I would like to think all of those things…

But given that these are the same people who “confused” Michael Brown with convicted murderer Joda Cain, thereby reducing him to a criminal instead of the unarmed black teenager he was when he was murdered… and given that these are the same people who tell me to “leave race out of it” when I talk about Tamir Rice, a 12 year old boy who was shot and killed by Officer Timothy Loehmann, a white man who was determined to be “unfit for duty” in 2012….and given that these are the same people who tell me that racism only exists because * I * keep talking about it [because they ‘don’t see colour’]…and given that these are the same people who appropriate the hell out of a culture whose survival for which they have no intention of fighting…I think my hopes may be misplaced.
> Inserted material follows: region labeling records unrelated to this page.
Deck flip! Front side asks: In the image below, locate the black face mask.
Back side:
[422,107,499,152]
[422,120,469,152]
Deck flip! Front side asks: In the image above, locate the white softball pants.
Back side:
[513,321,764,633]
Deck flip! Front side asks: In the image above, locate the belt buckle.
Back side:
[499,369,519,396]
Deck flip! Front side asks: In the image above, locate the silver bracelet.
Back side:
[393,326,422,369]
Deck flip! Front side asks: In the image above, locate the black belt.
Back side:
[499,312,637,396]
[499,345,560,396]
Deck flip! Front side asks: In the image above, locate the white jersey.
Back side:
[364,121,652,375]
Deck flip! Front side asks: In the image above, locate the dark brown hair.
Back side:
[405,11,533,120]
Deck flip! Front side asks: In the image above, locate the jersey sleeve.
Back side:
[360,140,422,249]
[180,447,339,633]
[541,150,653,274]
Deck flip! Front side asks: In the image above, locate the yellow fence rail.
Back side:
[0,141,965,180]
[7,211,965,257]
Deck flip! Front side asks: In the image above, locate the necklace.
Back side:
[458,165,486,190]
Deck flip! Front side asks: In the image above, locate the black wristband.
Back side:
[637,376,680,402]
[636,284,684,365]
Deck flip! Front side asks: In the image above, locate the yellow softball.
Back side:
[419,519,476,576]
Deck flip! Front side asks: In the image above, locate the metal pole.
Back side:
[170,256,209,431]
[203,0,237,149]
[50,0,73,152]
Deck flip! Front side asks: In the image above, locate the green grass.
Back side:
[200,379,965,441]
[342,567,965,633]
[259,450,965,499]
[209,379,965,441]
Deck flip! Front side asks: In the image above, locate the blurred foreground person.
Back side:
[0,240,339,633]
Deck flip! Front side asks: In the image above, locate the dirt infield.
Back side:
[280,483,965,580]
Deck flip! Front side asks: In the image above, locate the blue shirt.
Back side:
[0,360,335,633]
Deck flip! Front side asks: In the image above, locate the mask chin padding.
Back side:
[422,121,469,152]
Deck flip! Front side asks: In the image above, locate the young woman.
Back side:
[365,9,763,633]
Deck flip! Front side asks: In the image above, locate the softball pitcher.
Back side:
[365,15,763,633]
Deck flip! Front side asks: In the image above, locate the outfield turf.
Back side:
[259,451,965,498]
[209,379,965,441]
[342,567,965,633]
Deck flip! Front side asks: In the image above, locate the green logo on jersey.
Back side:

This tacit denial, this unashamed dismissal of the plague of institutional racism in America does not make it go away. It, instead, provides the perfect breeding ground for this disease to thrive. Even when a video is recorded and released of racist police brutality resulting in death, far too many white people choose to be silent. And their silence adds fuel to the already raging injustices that allowed this to happen in the first place. One of the hallmarks of white privilege is the mentality that “if it doesn’t affect me, then it does not matter.” Secondary to that, but equally as important, is the fact that privilege does not exist without one group controlling the conversation for another. In other words: Me discussing race = angry black woman. White person discussing race = Everyone shut up and listen. Even when my words pertain to my own experience, which cannot be disputed by anyone else, they can be dismissed as prejudicial and ridiculous. The times in which my experiences of racism are openly validated will never reach as far as the audience that listens to a white advocate of racial equality. Even today, my rights and freedoms to even speak on my experiences as a woman of colour in America are determined by white America’s willingness to listen, and acknowledge.

To echo Chief Justice Roger B. Taney in his infamous statement during the Dredd Scott ruling of 1857, “It is too clear for dispute, that the enslaved African race were not intended to be included, and formed no part of the people who framed and adopted this declaration…black men had no rights which the white man was bound to respect.”

Apparently, these rights, which were never bound to be respected, now include walking home in a hoodie carrying a bag of Skittles; playing loud music in a car; walking on the street; twirling a toy gun…and breathing.

And for me, institutional racism now includes the right to sleep peacefully…something that I will have a much harder time doing from now on.